When a species is listed as threatened, NOAA Fisheries must issue protective regulations in order to extend any take prohibitions to the species under ESA Section 4(d).
Source: NOAA Fisheries.
Donald Trump’s appointee is about to allow the U.S. Navy to kill over 50 orcas. This comes at a time that orca numbers have been historically low and is being decided by the same person who helped President Trump falsely alter a hurricane forecast with a sharpie to save face.
Target: Dr. Neil Jacobs, Assistant Secretary of Commerce for Environmental Observation and Agency Executive, the National Oceanic and Atmospheric Administration
Goal: Reject Navy proposal to ‘take’ up to 51 whales in Puget Sound.

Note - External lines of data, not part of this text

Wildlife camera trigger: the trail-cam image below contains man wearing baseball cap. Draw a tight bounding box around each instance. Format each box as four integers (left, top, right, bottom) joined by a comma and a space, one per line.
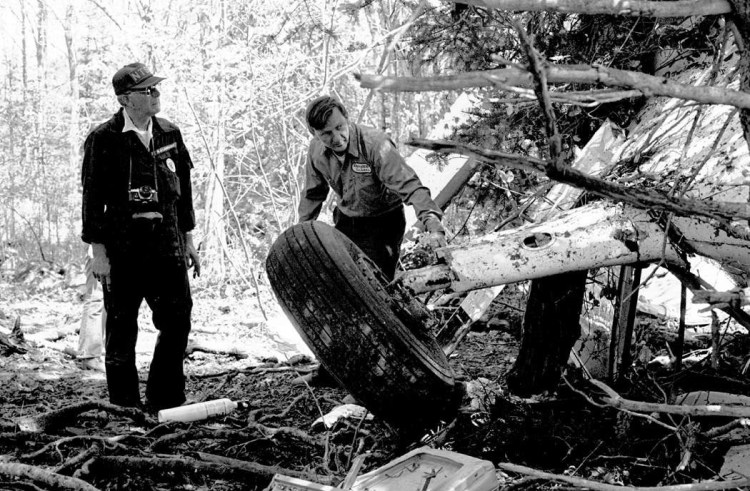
81, 62, 200, 411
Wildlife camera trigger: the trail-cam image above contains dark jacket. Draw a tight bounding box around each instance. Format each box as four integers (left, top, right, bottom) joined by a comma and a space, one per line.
81, 108, 195, 260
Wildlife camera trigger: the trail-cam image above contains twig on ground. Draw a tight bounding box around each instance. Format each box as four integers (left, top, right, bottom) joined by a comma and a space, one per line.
498, 461, 750, 491
702, 418, 750, 440
258, 393, 308, 423
21, 435, 123, 460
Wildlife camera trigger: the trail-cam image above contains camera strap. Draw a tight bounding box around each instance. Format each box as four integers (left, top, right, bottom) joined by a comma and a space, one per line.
127, 143, 159, 194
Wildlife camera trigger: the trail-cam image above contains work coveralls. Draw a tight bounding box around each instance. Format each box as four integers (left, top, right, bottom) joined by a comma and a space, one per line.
81, 108, 195, 409
298, 123, 442, 279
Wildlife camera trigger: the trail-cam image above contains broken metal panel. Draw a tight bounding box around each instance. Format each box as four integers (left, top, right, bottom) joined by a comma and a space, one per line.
530, 120, 625, 221
401, 201, 683, 294
671, 216, 750, 276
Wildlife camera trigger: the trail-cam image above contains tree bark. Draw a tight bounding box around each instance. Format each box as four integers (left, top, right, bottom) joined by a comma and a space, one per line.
506, 271, 587, 396
452, 0, 732, 17
357, 64, 750, 109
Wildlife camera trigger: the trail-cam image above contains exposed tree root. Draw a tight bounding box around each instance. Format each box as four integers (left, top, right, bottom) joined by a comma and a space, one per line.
0, 462, 100, 491
15, 401, 155, 433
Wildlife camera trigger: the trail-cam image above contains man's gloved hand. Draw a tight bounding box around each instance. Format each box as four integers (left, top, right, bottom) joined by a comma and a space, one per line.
422, 215, 448, 249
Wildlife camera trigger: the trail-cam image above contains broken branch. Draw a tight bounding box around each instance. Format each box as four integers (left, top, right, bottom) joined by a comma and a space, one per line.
498, 461, 750, 490
408, 138, 750, 222
452, 0, 732, 17
590, 379, 750, 418
357, 64, 750, 110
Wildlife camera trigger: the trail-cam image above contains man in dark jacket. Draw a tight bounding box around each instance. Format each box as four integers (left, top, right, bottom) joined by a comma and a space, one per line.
298, 95, 447, 280
81, 62, 200, 410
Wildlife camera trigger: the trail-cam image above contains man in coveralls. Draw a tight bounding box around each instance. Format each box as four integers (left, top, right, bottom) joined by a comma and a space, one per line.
295, 95, 447, 385
298, 95, 447, 280
81, 62, 200, 410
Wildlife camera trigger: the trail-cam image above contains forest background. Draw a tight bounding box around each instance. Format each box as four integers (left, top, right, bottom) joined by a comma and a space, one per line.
0, 0, 465, 307
0, 0, 725, 309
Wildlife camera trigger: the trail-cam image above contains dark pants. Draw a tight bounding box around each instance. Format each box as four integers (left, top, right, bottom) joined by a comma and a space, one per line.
103, 254, 192, 410
334, 206, 406, 280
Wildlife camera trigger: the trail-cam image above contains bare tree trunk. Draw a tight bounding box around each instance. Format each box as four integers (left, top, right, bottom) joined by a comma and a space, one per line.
64, 3, 79, 170
507, 271, 587, 396
34, 0, 49, 260
202, 0, 228, 279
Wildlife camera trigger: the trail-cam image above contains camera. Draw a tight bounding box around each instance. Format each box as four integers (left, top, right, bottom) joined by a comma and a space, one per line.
129, 185, 159, 204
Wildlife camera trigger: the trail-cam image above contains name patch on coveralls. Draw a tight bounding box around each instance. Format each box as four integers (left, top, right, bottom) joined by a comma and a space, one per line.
352, 163, 372, 174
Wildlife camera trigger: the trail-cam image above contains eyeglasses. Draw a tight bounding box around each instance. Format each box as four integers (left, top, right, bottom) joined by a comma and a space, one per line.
127, 86, 160, 97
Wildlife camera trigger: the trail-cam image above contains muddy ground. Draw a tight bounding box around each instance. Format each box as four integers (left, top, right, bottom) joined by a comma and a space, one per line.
0, 272, 748, 490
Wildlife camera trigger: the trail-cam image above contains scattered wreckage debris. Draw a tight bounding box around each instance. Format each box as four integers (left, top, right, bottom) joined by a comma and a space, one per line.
0, 316, 27, 356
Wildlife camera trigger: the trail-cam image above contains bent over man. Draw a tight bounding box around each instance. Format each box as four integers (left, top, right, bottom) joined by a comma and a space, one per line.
298, 95, 447, 280
81, 62, 200, 410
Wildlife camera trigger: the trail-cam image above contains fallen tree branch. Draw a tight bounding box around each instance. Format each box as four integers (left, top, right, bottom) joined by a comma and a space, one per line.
356, 64, 750, 109
408, 138, 750, 222
148, 427, 256, 452
191, 362, 317, 379
498, 461, 750, 491
248, 420, 325, 448
80, 454, 319, 488
54, 444, 102, 476
148, 421, 325, 453
490, 87, 645, 107
195, 451, 334, 485
184, 341, 249, 360
702, 418, 750, 440
16, 401, 155, 433
452, 0, 732, 17
590, 379, 750, 418
21, 435, 123, 460
0, 462, 100, 491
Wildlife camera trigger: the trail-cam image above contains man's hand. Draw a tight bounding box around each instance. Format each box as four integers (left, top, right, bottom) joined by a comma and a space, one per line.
90, 243, 111, 291
186, 233, 201, 278
423, 230, 448, 249
421, 215, 448, 250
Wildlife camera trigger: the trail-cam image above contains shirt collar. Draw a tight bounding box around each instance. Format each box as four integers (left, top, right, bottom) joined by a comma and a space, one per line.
121, 109, 153, 144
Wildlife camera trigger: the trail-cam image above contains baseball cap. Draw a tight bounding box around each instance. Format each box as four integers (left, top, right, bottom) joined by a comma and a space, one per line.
112, 62, 165, 95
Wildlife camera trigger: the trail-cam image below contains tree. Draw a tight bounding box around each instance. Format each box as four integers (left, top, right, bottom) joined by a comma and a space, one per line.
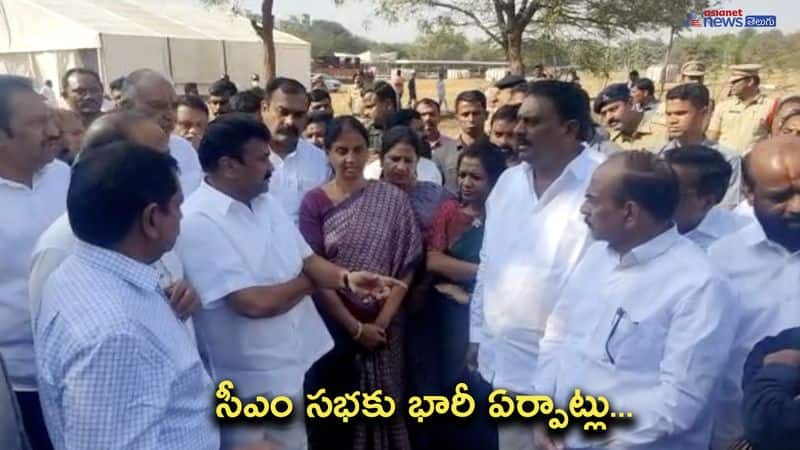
410, 26, 469, 60
279, 16, 372, 58
200, 0, 276, 82
336, 0, 710, 76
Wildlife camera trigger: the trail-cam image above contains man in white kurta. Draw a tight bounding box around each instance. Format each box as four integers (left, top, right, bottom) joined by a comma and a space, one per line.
261, 78, 330, 222
176, 114, 400, 450
534, 151, 737, 450
470, 81, 605, 449
663, 145, 751, 250
710, 135, 800, 450
0, 75, 69, 449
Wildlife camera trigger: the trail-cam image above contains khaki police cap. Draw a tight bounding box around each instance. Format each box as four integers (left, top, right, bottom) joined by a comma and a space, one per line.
681, 60, 706, 77
728, 64, 762, 82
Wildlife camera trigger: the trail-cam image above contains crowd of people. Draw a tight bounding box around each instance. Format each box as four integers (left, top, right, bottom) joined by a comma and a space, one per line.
1, 58, 799, 450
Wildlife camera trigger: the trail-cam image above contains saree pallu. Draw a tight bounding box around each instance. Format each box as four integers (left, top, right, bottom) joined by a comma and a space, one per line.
433, 218, 484, 391
300, 181, 423, 450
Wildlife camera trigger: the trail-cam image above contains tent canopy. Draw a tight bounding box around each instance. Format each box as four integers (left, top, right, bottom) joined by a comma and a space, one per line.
0, 0, 311, 92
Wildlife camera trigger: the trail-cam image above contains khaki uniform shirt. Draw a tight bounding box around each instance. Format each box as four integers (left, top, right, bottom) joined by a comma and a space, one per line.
609, 113, 667, 152
708, 92, 772, 154
349, 85, 365, 117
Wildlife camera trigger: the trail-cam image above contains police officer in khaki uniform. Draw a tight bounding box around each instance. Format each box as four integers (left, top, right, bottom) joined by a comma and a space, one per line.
707, 64, 773, 154
595, 83, 666, 151
681, 60, 707, 84
679, 61, 716, 131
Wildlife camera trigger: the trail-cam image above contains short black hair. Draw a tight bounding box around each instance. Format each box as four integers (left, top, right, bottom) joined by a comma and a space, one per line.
109, 76, 126, 92
209, 78, 237, 97
457, 137, 508, 188
306, 111, 333, 128
381, 125, 423, 161
198, 113, 271, 172
385, 109, 422, 129
609, 151, 679, 222
308, 88, 332, 104
510, 82, 530, 96
633, 78, 655, 97
491, 104, 519, 126
364, 81, 398, 111
527, 80, 593, 141
629, 70, 639, 78
416, 98, 440, 112
183, 82, 199, 95
323, 115, 369, 150
665, 83, 710, 110
68, 141, 179, 248
61, 68, 102, 94
0, 75, 34, 135
264, 77, 307, 103
664, 145, 732, 205
177, 95, 209, 116
229, 89, 264, 115
455, 90, 487, 110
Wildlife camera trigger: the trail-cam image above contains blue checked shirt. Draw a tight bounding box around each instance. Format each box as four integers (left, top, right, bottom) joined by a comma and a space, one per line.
34, 242, 219, 450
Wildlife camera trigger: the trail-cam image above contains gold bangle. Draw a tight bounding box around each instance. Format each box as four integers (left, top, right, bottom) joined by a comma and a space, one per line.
352, 322, 363, 340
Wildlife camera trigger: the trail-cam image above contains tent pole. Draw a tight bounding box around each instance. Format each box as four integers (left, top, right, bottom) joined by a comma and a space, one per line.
222, 40, 228, 76
166, 38, 174, 81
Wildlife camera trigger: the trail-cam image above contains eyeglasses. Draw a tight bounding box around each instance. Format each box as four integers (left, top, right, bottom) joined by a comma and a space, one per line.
604, 307, 637, 365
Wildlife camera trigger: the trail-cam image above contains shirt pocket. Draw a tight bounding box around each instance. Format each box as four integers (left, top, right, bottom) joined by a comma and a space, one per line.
604, 312, 667, 371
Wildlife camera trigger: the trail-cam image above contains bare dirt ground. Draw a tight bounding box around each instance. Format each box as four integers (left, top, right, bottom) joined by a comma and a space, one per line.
330, 70, 799, 137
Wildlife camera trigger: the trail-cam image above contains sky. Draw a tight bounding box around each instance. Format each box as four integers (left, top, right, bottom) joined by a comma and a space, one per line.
245, 0, 799, 44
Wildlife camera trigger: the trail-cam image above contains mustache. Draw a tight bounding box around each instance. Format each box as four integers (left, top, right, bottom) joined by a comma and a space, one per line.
276, 125, 299, 136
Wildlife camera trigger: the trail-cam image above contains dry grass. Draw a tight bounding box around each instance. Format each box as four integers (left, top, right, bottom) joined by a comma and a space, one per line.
330, 70, 800, 137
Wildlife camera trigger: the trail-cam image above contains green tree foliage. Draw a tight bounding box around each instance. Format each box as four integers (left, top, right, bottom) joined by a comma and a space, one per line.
279, 15, 372, 58
408, 26, 469, 60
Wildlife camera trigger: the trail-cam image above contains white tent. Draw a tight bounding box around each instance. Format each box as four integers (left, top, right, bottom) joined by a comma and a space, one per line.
0, 0, 311, 95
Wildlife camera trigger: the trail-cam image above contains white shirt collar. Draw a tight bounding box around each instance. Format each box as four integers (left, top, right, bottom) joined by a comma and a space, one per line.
739, 220, 800, 256
614, 225, 680, 267
521, 144, 597, 200
693, 208, 727, 240
196, 179, 262, 217
0, 161, 59, 190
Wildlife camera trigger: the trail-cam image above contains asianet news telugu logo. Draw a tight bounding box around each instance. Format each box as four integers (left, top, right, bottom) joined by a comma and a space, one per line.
684, 9, 777, 28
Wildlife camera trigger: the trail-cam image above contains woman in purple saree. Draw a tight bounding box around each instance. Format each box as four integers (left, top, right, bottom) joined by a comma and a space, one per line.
299, 116, 423, 450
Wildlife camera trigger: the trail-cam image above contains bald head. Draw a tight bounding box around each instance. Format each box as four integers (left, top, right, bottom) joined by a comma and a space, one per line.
745, 135, 800, 251
80, 110, 168, 161
121, 69, 178, 135
746, 135, 800, 188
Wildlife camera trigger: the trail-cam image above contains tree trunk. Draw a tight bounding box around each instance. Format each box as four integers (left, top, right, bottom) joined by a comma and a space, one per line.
261, 0, 276, 82
506, 30, 525, 75
659, 27, 675, 99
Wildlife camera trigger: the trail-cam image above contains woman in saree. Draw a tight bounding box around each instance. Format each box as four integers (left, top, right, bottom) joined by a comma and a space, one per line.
299, 116, 423, 450
426, 140, 507, 390
423, 140, 506, 450
379, 125, 453, 235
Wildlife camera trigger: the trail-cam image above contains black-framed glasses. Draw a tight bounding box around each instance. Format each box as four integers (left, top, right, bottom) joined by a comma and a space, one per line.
605, 307, 626, 365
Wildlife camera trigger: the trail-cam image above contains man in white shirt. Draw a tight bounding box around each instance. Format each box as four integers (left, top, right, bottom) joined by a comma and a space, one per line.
470, 80, 604, 450
534, 151, 737, 450
119, 69, 204, 195
30, 110, 197, 321
663, 145, 751, 250
0, 74, 69, 450
710, 135, 800, 450
260, 77, 330, 221
657, 83, 742, 208
176, 114, 404, 450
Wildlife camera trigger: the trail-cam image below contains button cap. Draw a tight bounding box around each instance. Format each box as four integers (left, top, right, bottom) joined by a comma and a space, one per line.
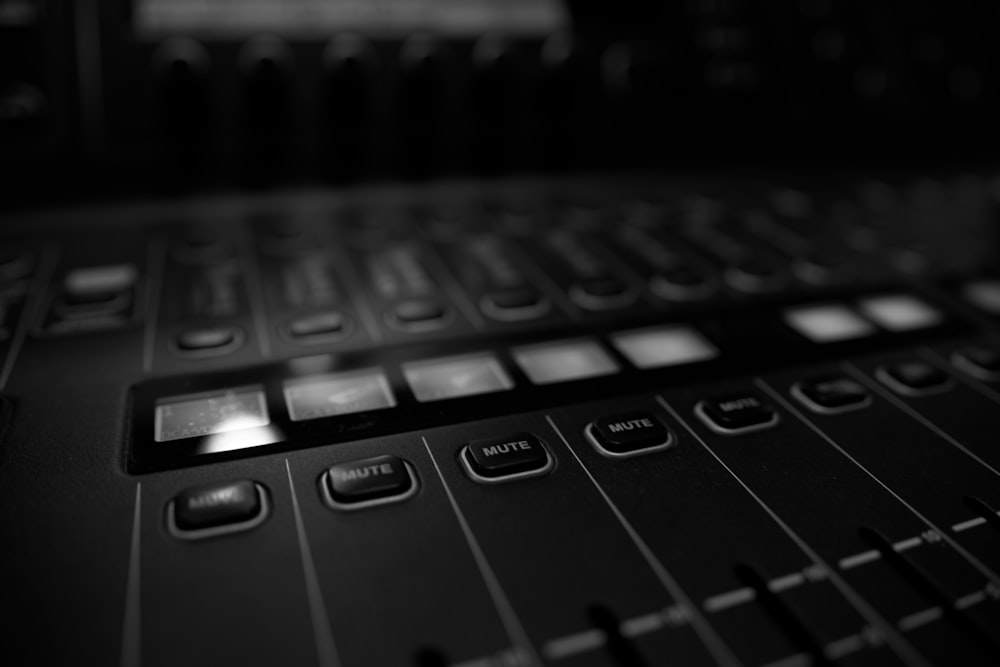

The United States Navy just applied for permission to potentially kill up to 51 orcas in the Puget Sound. They applied for an exemption to the Marine Mammal Protection Act in the form of something called an ‘incidental take.’ To ‘incidentally take’ an animal essentially means an expected accident in which the animal is injured, hunted, harassed, or killed. This means that the Navy is asking permission to do activities, such as conducting training exercises, that they normally wouldn’t be allowed to do because it would adversely affect the orca population.
This year has been a devastating year for orca. The Salish Sea, which is legally considered the orca’s ‘core critical habitat,’ saw historically low numbers of orca returning in the spring. The prey that the orca feeds on is also in significant decline. The Washington Southern Resident Killer Whale Recovery Task Force has recommended that steps be put in place to reduce noise in the Salish Sea where the orca live because adding sound pollution to hunting and breeding grounds affects the animal’s ability to communicate, hunt, and evade danger.
There are only 80 orcas left in the Puget Sound. Killing even one of these animals would have devastating consequences for the remainder of the population. The Navy’s proposed plan could kill more than half of the orca remaining in these northern waters. These animals are a fundamental and treasured part of the ecosystem in the Pacific Northwest. Please sign this petition today, rejecting the Navy’s application to kill these magnificent creatures.
Dear Dr. Jacobs,
The United States Navy has applied for permission to ‘take’ up to 51 orcas in the Pacific Northwest. This is an unacceptable proposal. With only 80 orcas left in the Puget sound, this proposal has the potential to devastate the remainder of the population. Reducing the orca population that significantly could make it almost impossible for this treasured creature to survive.
The Washington Southern Resident Killer Whale Recovery Task Force has advised against any added noise within the orcas’ habitat. Noise pollution in the water adversely affects the whales’ ability to communicate, hunt, and evade danger. Orca populations are already dwindling at a frightening pace. Do not speed up the destruction of these incredible creatures. Please deny the US Navy’s proposal to encroach on these vital waters.